Court of Urgent Matters shields Uber and Careem from Administrative Court ruling
Court of Urgent Matters shields Uber and Careem from Administrative Court ruling: The Cairo Court of Urgent Matters suspended on Saturday a ruling by the Administrative Court last month that revoked the licenses of ride-hailing apps Uber and Careem, Al Mal reports. This latest ruling, which came after the companies petitioned the Court of Urgent Matters, gives both companies legal breathing room to operate until a final decision from the Highest Administrative Court, judiciary sources tell Reuters. The March ruling, which came following a lawsuit filed by white taxi drivers, had not yet been enforced by either the government or the companies, with the Ismail Cabinet and Careem both announcing they have yet to receive official court notice.
Temporary stop gap until Ride-hailing Apps Act passes: The development comes as the Ismail Cabinet is trying to rush the Ride-hailing Apps Act into law in the House of Representatives, with the bill garnering little support from ride-hailing companies, taxis and even the Council of State.
White taxis vow vengeance: Lawyers for the taxi drivers behind the mess are again suing the companies in the Administrative Court to have the original ruling upheld, Al Shorouk reports. This latest lawsuit, which was filed on Monday, claims that the Court of Urgent Matters has no jurisdiction to rule on the case.

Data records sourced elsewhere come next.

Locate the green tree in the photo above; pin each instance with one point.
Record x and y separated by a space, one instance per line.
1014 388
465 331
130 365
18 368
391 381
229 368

As far as these guys are concerned we’d like to remind our readers of two things: White taxis are planning to release their own ride-hailing app, Professional Taxi, and we have it on good authority that they have been meeting with investors on this. The Ride-hailing Apps Act, which they so vehemently oppose, offers them protection by forcing ride-hailing companies to incorporate them into their fleets. Simply put, they want to have their cake and eat it too.
The story is receiving widespread coverage in the foreign press, with the Associated Press framing this as another battle in the war between big bad Uber and taxis. Engadget is noting that while Saturday’s ruling does give Uber breathing room, the Ride-hailing Apps Act may hurt the company’s ability to operate in Egypt in the long term.